The next dance was a waltz and as Mary had not yet received permission to dance it, she decided to stroll over and join her friend, the “Marquise.” But before she could reach Biggs, she was accosted by Major Godwin.
“I say, Lady Challenge,” he began. “I must speak to you. Just a little of your time.”
Mary nodded and took his arm and they walked to the adjoining saloon where refreshments were being served. The Major found them a table in a corner, away from the other guests. He sat down heavily and looked at Mary like a large, sad dog who has just received a whipping from its master.
“I don’t know how to begin,” he blurted out at last.
“It’s Lucy, isn’t it?” asked Mary gently. “She is very young, you know.”
“But dash it all, we’re married,” groaned the Major. “I try to tell her not to flirt with the other fellows and she glares at me and calls me an old stick-in-the-mud. I tell you Lady Challenge, it’s no go. You’re a fine girl but you cannot understand what it means to love someone desperately and not be loved in return.”
Mary’s beautiful eyes filled with tears as she felt a sympathetic knot of pain in her stomach. “Oh, yes I know,” she said sadly.
The Major fingered his sideburns and looked at her awkwardly. “I say, I didn’t know. You mean…?”
Mary nodded. The burden of her unrequited love for her husband was suddenly too much for her to bear alone. For in that second she realized bitterly that she loved him with all her heart.
“Perhaps,” she volunteered slowly, “your situation is not as bad as mine. You see, Hubert married me for my money. He never pretended anything else. But Lucy must have loved you.”
“She did at first,” said the Major, covering Mary’s hand with his own large one. “Those were marvellous days. Then we came to London. After that she had no time for me. She… she said I had stolen her youth.”
Mary pressed his hand in return and forbore from remarking that Lucy Godwin had obviously read too many novels.

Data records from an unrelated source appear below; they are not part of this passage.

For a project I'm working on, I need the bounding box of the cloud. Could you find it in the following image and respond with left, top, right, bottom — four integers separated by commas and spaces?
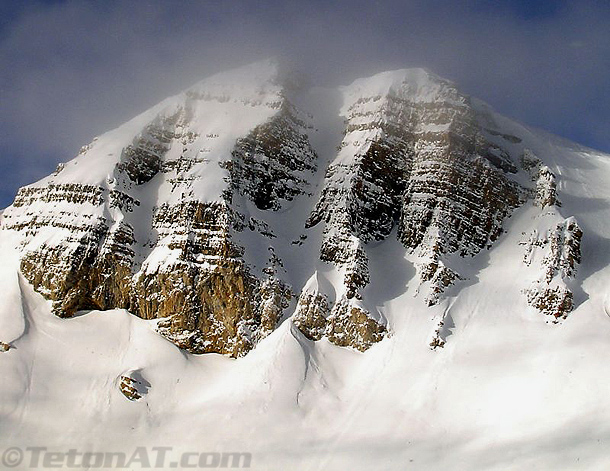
0, 0, 610, 206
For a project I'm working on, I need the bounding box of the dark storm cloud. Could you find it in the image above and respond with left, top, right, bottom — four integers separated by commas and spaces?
0, 0, 610, 206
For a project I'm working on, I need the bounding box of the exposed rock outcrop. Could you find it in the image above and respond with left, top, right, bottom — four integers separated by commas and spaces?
523, 217, 583, 319
307, 70, 527, 310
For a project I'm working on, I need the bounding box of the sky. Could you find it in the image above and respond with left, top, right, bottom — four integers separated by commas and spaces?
0, 0, 610, 208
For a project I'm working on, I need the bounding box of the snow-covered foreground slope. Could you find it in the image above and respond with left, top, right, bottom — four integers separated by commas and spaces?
0, 60, 610, 470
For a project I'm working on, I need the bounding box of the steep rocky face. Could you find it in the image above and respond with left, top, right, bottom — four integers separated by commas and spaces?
3, 60, 316, 356
2, 64, 582, 357
221, 101, 316, 210
307, 67, 527, 310
523, 217, 583, 319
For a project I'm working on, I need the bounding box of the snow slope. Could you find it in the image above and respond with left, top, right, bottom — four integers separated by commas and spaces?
0, 60, 610, 471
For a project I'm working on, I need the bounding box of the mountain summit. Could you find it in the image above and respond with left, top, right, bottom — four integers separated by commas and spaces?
0, 60, 610, 469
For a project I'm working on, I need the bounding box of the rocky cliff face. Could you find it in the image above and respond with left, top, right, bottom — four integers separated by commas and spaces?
2, 63, 582, 356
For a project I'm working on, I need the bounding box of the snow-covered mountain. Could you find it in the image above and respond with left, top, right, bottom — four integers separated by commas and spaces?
0, 60, 610, 469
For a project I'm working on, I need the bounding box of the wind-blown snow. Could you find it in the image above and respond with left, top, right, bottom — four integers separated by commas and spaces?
0, 63, 610, 470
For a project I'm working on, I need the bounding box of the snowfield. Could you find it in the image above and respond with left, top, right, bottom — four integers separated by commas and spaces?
0, 60, 610, 471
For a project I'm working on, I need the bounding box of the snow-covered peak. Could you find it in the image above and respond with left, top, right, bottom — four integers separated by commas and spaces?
342, 68, 464, 112
186, 58, 281, 100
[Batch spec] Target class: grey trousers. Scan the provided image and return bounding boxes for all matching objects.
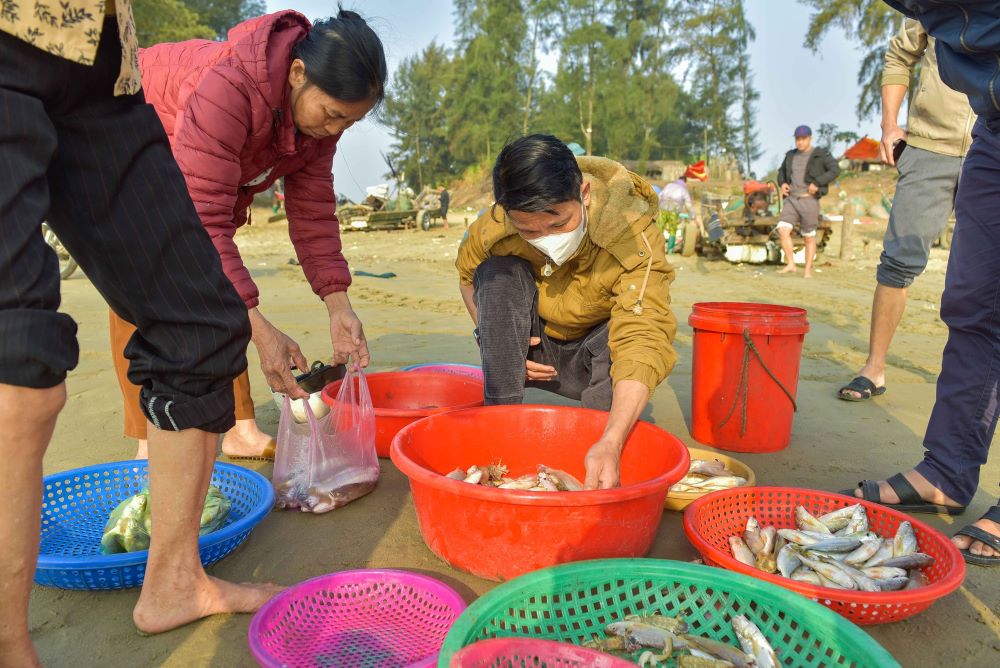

“La! How comfortable you look together. ’Tis said you are the latest fashion, Mary. So you are become like the rest of us. Setting up a flirt!”
Lady Clarissa stood looking down at their joined hands, her cat’s eyes alight with lazy malice. Mary snatched her hand from the Major’s, but not before her startled eyes had caught sight of the tall figure of her husband blocking the doorway.
“I doubt if I shall ever become so fashionable,” said Mary quietly. “Major Godwin is a friend. You must not mistake friendship and loyalty for anything else, Lady Clarissa. Love is a different matter.”
“In what way,” drawled her husband, strolling up to their table. He had only just caught Mary’s last remarks.
Clarissa swung round so that the drying gauze of her dress floated out from her body, showing tantalizing glimpses of the white flesh beneath. “Hubert darling,” she exclaimed, clinging to his arm. “Your little wife was just expounding upon the virtues of love. She and Major Godwin make quite a fuss about it.”
“Indeed!” said Hubert casually. “You must tell me all about it, Mary. We shall dance, I think.”
Mary rose to her feet, all poise gone. The sophisticated Clarissa and her tall, handsome husband seemed to belong together. Their eyes, as they surveyed her, held the same look of mocking mischief.
“I have no dances I-left,” stammered Mary. “Only the waltzes and I have not yet received permission to dance those.”
“Then I shall find permission,” he said smoothly. “Ah, I believe your next partner approaches.” He bowed and walked off with Clarissa on his arm, bowing and nodding to various acquaintances. He had not noticed her success! The evening fell in glittering ruins at her feet.